Marilyn Monroe     Vivien Leigh     Sophia Loren     Claudia Cardinale     Elizabeth Taylor     





Elizabeth Taylor
Dame Elizabeth Taylor, in full Elizabeth Rosemond Taylor (born February 27, 1932, London, England — died March 23, 2011, Los Angeles, California, U.S.), American motion picture actress noted for her unique beauty and her portrayals of volatile and strong-willed characters.
  Taylor’s American parents were residing in England at the time of her birth. Shortly before the outbreak of World War II, the family returned to the United States, settling in Los Angeles. Her father was an art dealer, and his business brought him into contact with members of the Hollywood elite. Though her mother, a former stage actress, initially balked at allowing the young Taylor to enter the film industry, an introduction to the chairman of Universal Pictures through one of her father’s clients led to a screen test. In 1942 Taylor made her first film, There’s One Born Every Minute. Though she was soon dropped by Universal, MGM Studios signed her to a contract and cast her in Lassie Come Home (1943). That was followed by a star-making performance in National Velvet (1944) as a young woman who rescues a horse and trains it to race.
  Taylor made a smooth transition from juvenile to adult roles in the films Life with Father (1947), Father of the Bride (1950), and An American Tragedy (1951). She appeared as the frivolous wife of a writer in The Last Time I Saw Paris (1954) and as an East Coast woman who marries the patriarch of a disintegrating Texas ranching family (played by Rock Hudson) in Giant (1956). In Raintree County (1957), Taylor channeled a deracinated Southern belle who marries an abolitionist (Montgomery Clift). Her mature screen persona —  that of a glamorous, passionate woman unafraid of expressing love and anger — was at its apogee in film adaptations of Tennessee Williams’s Cat on a Hot Tin Roof (1958) and Suddenly, Last Summer (1959).
  Taylor won an Academy Award for her performance as a conflicted New York call girl in Butterfield 8 (1960), though she publicly expressed her dislike of the film. She met and fell in love with the British actor Richard Burton while they were filming Cleopatra (1963). Both were still married at the time, and their affair became a scandal. The couple was hounded by photographers and denounced as immoral in forums as diverse as the Vatican newspaper and the floor of the U.S. House of Representatives. The two ultimately divorced their respective spouses and were themselves married twice (1964–1974, 1975–1976).
  Taylor won a second Academy Award for her performance opposite Burton as the vituperative but vulnerable Martha in Who’s Afraid of Virginia Woolf? (1966), directed by Mike Nichols from the play by Edward Albee. She costarred with him again in an adaptation of Shakespeare’s The Taming of the Shrew (1967); the couple made five further films together. After the mid-1970s, however, Taylor appeared only intermittently in films, Broadway plays, and television films.
  Taylor’s closely scrutinized personal life presaged the advent of the tabloid frenzy of the latter decades of the 20th century. Her eight marriages provided no shortage of fodder: among her husbands were film producer Michael Todd, singer Eddie Fisher, and U.S. Sen. John Warner.

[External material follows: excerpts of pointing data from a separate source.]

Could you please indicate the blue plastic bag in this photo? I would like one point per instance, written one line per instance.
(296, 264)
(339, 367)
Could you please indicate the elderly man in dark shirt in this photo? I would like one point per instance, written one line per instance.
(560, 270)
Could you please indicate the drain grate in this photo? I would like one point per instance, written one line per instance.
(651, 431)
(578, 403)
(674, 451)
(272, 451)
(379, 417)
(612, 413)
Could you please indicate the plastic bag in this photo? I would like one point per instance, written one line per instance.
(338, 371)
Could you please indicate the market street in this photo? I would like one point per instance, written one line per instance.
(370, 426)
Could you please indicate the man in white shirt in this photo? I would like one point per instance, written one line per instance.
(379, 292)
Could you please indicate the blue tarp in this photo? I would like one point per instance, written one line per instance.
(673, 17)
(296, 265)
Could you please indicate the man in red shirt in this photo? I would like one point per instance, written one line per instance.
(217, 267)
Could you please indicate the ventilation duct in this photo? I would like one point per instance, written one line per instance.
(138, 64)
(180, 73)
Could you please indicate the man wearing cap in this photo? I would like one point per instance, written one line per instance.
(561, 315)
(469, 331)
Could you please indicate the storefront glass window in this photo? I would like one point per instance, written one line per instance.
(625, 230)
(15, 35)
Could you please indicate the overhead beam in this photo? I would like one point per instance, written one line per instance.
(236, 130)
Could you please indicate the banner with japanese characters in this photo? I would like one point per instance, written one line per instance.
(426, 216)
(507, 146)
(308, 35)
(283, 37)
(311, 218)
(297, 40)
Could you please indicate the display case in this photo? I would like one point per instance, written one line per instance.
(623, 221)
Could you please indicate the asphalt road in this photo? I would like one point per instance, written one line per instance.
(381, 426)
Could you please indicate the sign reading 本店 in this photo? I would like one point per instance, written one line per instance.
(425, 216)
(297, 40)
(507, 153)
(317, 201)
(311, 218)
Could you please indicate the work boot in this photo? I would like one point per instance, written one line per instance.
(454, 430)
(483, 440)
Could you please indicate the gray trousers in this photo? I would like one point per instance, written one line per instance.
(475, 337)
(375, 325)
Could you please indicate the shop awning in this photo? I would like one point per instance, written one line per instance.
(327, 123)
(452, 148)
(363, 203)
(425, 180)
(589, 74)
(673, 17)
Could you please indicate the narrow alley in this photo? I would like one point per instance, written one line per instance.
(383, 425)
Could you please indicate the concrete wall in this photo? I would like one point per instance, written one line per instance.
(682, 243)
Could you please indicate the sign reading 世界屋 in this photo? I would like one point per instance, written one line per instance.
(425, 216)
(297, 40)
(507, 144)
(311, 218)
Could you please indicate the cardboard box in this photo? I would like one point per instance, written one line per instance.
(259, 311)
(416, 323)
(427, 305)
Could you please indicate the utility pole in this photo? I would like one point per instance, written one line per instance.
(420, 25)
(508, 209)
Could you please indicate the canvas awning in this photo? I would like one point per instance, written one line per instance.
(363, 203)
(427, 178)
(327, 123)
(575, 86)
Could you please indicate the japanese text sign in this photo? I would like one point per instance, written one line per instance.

An active philanthropist, Taylor helped to establish the American Foundation for AIDS Research (1985), partly motivated by the death of her friend Rock Hudson from the disease. She traveled the world as spokeswoman for the organization and in 1991 established the Elizabeth Taylor AIDS Foundation to provide direct services to those suffering from the disease. Taylor also used the allure of her public image to market lucrative perfume and costume jewelry lines. In 1993 she received the American Film Institute’s Life Achievement Award. She received the French Legion of Honour in 1987 and was made Dame Commander of the Order of the British Empire (DBE) in 2000.